Пока майор нащупывал пульс Кречетова, Анна уже пошла по кровавому следу, ведущему вниз, к небольшой речушке.

Изъяв два портфеля, городского головы и энкавэдиста, остававшиеся в машине, Гайдук передал их подошедшей Серафиме Акимовне и приказал отнести к полуторке:

– С этих минут ты у нас – главный хранитель секретных документов, – как можно строже объяснил он. – Хотя полагаю, что основные архивы эти службисты успели отправить в тыл еще раньше.

Энкавэдист лежал буквально в метре от кромки воды, рядом валялся неиспользованный армейский перевязочный пакет. Анна издалека сразу же поняла, что он хотел промыть рану и перевязать ее.

Как только Жерми стала приближаться к нему, раненый Вегеров, воспользовавшись в качестве упора небольшим, словно бы произрастающим из земли валуном под левым плечом, развернулся и от бедра выстрелил в ее направлении.
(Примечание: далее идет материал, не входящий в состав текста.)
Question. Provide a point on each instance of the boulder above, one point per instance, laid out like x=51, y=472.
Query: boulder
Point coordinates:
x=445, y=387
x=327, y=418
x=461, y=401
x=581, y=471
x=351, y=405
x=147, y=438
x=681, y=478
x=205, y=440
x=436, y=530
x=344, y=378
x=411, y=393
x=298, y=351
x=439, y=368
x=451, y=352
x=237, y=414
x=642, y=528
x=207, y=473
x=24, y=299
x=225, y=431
Все это произошло настолько быстро, что Анна едва успела отшатнуться. Она уже хотела воздать хвалу Всевышнему за то, что не позволил энкавэдисту попасть в нее буквально с четырех шагов, но как раз в эту минуту боковым зрением заметила спешащего к ним Гайдука и догадалась, что пуля предназначалась ему.

Увидев, что промахнулся, Вегеров процедил:

– Чтобы я вот так вот подох? А ты, собака, остался и дальше делал карьеру?! Несправедливо… Если уж уходить в ад, то вместе.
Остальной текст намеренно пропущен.